President Donald Trump has hammered the Federal Reserve for not taking more aggressive steps to cut rates — and at least one economist says he agrees, as the outlook worsens.
“I’ve been a forecaster my entire professional life and one thing we always look at is where’s investment going — because investment determines future hiring, future productivity, and future real wages and real incomes,” Milken Institute chief economist William Lee told Yahoo Finance during a recent interview.
“Investment is crashing — not only in the U.S. but around the world so that’s the thing I am most concerned with,” he added.
And the Federal Reserve could do more to help, according to Lee.
“We need to have a policy back-stop to reassure confidence among producers and investors...that’s something the Fed has failed to do,” Lee said.
He compared Fed chairman Jerome Powell to European Central Bank chief Mario Draghi, who has embraced a ‘We’ll do everything it takes’ to back-stop the economy,” Lee said.

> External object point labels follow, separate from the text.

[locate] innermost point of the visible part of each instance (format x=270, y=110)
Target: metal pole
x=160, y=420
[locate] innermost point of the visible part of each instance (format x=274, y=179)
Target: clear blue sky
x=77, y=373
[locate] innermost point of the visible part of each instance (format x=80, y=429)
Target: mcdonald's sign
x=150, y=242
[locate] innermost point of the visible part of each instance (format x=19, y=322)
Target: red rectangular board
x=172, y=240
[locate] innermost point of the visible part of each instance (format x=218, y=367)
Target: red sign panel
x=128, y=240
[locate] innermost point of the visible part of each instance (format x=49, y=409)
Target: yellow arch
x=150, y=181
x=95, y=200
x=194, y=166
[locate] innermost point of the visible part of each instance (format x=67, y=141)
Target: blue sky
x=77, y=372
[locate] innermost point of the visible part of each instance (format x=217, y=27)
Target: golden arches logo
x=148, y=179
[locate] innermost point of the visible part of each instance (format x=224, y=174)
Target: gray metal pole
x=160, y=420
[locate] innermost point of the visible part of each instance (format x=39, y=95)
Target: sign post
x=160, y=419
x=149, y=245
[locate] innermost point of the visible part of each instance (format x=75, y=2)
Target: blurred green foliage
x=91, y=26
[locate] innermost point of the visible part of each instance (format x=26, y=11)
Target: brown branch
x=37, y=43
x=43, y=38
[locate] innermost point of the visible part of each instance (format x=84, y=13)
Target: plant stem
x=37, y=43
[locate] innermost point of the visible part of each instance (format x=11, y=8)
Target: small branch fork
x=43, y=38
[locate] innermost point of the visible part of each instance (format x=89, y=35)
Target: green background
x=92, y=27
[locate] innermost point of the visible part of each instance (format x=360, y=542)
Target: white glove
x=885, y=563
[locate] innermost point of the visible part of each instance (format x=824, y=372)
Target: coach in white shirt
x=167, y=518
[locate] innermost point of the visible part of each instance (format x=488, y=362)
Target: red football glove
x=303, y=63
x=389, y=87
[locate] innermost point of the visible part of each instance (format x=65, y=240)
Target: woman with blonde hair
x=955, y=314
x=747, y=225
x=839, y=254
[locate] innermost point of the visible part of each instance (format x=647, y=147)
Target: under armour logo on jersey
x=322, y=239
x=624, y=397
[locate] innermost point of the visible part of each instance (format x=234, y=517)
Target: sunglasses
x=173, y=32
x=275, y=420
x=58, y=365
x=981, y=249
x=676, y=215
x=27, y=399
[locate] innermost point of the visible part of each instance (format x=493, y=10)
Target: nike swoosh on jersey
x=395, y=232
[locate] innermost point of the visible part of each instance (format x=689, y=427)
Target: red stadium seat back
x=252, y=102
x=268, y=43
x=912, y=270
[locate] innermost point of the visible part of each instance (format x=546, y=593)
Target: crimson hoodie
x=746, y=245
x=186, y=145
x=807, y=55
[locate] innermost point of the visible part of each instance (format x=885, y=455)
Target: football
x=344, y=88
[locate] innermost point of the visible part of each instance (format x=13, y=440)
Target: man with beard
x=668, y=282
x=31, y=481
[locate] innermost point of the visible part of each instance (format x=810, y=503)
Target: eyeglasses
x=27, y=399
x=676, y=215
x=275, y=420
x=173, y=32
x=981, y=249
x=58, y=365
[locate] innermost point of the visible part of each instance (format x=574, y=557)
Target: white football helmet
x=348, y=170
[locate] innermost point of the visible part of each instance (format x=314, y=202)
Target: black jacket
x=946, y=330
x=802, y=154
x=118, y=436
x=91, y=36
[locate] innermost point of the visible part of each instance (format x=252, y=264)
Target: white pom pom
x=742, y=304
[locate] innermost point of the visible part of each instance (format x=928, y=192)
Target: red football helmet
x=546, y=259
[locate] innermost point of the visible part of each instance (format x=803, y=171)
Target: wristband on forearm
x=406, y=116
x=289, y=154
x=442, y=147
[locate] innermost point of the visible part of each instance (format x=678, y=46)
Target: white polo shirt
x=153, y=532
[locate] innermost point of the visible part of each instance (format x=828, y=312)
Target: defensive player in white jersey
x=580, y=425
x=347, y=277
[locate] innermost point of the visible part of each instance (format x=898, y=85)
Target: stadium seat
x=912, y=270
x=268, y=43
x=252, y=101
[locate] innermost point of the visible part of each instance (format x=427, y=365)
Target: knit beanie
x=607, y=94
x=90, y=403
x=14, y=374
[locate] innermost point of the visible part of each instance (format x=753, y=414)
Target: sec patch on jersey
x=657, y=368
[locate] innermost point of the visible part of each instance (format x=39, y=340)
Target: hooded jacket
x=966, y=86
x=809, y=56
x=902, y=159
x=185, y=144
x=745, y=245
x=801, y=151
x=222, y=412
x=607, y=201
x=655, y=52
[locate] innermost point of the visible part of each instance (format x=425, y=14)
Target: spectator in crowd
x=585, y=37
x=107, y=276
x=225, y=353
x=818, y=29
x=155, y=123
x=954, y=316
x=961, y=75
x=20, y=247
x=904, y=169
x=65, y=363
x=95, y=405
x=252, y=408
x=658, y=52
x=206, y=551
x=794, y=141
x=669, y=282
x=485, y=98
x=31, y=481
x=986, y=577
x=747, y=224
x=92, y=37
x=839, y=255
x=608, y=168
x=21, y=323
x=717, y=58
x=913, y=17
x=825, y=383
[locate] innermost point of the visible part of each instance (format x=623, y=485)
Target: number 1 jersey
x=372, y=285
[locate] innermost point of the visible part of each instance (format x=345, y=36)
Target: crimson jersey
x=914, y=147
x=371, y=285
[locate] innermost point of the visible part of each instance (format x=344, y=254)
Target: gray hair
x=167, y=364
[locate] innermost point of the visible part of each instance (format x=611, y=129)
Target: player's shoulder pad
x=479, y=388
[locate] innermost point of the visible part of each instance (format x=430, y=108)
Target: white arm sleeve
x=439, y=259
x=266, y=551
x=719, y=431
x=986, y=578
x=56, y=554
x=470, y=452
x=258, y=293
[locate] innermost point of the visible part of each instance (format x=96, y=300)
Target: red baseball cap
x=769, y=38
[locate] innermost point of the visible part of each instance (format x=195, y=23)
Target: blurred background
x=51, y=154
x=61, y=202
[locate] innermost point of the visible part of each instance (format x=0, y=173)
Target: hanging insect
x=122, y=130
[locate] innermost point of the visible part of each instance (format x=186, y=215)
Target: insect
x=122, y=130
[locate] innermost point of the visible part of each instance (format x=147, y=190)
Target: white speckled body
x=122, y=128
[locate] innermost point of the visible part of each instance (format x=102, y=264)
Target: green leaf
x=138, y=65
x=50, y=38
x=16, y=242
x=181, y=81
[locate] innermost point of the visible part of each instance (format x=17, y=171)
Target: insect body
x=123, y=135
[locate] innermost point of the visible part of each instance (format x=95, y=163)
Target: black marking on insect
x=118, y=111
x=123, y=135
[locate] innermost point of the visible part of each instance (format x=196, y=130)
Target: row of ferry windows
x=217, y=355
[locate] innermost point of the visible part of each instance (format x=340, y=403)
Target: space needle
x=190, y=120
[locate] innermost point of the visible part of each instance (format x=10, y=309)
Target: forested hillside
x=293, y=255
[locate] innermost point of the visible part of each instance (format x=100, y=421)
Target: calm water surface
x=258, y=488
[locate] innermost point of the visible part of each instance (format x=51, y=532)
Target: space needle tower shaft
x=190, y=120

“And if he were to do that I’d think we’d have much more solid growth going forward,” he added.
Interest rates too high?
China’s unexpected currency intervention provided an opening for Trump to once again target the Fed over its interest rate policy, despite the central bank's decision to cut rates by 25 basis points last week.
“It’s called ‘currency manipulation,’” Trump said in a Twitter post. “Are you listening Federal Reserve? This is a major violation which will greatly weaken China over time!”
China dropped the price of their currency to an almost a historic low. It’s called “currency manipulation.” Are you listening Federal Reserve? This is a major violation which will greatly weaken China over time!— Donald J. Trump (@realDonaldTrump) August 5, 2019
Late Monday, the U.S. officially accused China of manipulating its currency, and Beijing moved to limit the damage. But there could be pause for China to fully weaponize its currency moving forward.
“If [China does] let the exchange rate go, domestic residents that are holding yuan assets are going to say, ‘My God this stuff is worth less than other global assets’ so there could be a massive capital outflow,” Lee warned, citing Beijing’s 2015 attempt to devalue the yuan.
And when it comes to lower interest rates, Lee explained the president just might have a point.
“What President Trump is trying to do is get the rates down on the short-end because that is what the Federal Reserve can control,” the economist said.
“But remember the long-end — the 10-year treasury (TNX) and the 30-year Treasury — are dropped down to the 170s now because global interest rates are also incredibly low,” he added.
The yield on the 10-year note dropped Monday to its lowest level since 2016.
Both Europe and Japan have implemented below-zero interest rates, in an unconventional bid to boost growth and inflation.
“The U.S. having such high long-term rates is incompatible and really misses the line with the global economy,” he added.
Trade bellwethers like Boeing (BA) and Caterpillar (CAT) also saw steep losses as China allowed the yuan (CNHUSD=X) to weaken past seven per U.S. dollar (DX-Y.NYB) for the first time in over 10 years.